The IMF is currently considering a financial assistance programme to help stabilise the troubled Afghan economy after a previous facility ended in September.
But it has indicated this is conditional on an agreement with Afghan officials on resolving the Kabul Bank crisis.
The IMF's resident representative in Afghanistan is currently abroad and his office could not immediately comment.
The crisis threatens to hit crucial sources of foreign aid to Afghanistan, one of the poorest countries in the world.
The lack of a deal with the IMF prompted Britain to say last month it was delaying payment of nearly $140 million dollars in aid to Afghanistan.
The United Nations has also warned that international donors "may have to suspend or redirect their assistance" if the government fails to reach an agreement with the IMF, threatening desperately needed development programmes.
During his press conference in Kabul, Karzai also said he would be urging banks in the United States and Europe to return money invested in them from Kabul Bank to Afghanistan.
He reiterated his criticism of the role of international institutions in the affair.
"International institutions that, at a cost of hundreds of millions of dollars of Afghanistan's money, were assigned to improve Afghanistan's banking system and create capacity for us... they not only did not do this but gave wrong information to the central bank and did not create capacity," he said.
Previous similar comments drew a furious response from a senior US official speaking anonymously in February, who stressed that responsibility for supervising banks had always been with Afghan authorities.
The president also insisted that deposits by ordinary Afghans who had money in Kabul Bank were safe.

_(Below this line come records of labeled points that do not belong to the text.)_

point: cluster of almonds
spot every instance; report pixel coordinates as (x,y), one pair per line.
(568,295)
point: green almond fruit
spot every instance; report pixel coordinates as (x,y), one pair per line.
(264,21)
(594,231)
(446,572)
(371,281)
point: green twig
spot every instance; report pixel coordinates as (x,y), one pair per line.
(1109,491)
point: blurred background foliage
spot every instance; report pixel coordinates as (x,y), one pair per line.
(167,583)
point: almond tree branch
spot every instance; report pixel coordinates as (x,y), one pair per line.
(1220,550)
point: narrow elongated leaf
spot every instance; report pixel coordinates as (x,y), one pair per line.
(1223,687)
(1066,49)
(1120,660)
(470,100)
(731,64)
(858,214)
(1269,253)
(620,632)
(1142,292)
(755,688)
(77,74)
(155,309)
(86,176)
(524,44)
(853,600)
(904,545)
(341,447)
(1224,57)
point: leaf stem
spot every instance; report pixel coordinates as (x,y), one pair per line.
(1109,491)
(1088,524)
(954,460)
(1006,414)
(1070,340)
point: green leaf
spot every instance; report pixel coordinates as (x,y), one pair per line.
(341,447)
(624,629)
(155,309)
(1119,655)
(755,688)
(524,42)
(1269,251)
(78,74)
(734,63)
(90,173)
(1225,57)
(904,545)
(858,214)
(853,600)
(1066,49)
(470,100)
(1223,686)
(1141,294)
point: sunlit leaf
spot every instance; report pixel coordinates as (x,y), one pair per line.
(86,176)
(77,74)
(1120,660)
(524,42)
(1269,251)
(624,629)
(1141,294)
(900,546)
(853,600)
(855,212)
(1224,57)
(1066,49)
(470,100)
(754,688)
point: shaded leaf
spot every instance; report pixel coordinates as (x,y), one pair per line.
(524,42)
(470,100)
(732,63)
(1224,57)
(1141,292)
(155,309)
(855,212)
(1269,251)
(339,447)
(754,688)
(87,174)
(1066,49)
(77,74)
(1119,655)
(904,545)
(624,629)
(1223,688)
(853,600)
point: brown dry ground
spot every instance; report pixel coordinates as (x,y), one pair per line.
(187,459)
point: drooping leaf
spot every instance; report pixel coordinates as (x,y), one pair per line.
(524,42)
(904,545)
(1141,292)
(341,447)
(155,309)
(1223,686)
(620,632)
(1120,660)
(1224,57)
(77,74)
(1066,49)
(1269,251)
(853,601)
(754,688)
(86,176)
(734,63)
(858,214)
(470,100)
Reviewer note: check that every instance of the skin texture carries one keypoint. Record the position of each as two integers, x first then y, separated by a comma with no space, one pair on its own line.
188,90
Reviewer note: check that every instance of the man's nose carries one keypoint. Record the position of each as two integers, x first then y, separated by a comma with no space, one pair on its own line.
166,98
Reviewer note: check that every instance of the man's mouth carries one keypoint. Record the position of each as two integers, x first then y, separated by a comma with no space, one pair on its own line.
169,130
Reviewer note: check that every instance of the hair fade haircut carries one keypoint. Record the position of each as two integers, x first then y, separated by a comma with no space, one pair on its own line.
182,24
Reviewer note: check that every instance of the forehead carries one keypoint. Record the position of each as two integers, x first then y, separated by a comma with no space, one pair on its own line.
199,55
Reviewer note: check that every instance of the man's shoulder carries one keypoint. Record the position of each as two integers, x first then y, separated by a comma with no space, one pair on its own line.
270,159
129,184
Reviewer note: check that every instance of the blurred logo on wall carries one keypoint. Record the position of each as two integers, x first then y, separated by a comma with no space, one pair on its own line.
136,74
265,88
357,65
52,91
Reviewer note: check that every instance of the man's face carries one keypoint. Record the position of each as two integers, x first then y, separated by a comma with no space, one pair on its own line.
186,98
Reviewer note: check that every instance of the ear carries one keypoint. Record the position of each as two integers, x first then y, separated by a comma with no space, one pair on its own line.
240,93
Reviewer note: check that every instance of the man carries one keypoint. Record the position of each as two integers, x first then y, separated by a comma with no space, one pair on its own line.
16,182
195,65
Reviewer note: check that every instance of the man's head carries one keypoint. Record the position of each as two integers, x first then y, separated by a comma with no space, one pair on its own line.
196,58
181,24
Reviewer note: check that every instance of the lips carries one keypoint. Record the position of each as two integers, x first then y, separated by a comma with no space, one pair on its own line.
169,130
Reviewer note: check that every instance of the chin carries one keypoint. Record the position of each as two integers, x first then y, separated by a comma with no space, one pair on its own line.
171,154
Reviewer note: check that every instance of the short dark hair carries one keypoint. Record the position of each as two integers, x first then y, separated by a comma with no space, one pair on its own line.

Some 80 percent of government employees are thought to receive their wages through Kabul Bank, Afghanistan's biggest commercial lender.
The bank was founded in 2004 by Sherkhan Farnood, a leading international poker player, and other co-owners included Mahmood Karzai, a brother of the president.
The crisis surrounding it was triggered last September when reports that former executives had granted themselves huge loans off the books led to fears that it could collapse.
A run on the bank was only halted after government assurances and injections of public money.
A spokesman for Afghanistan's central bank, Da Afghanistan Bank, was not immediately contactable for comment on Karzai's remarks.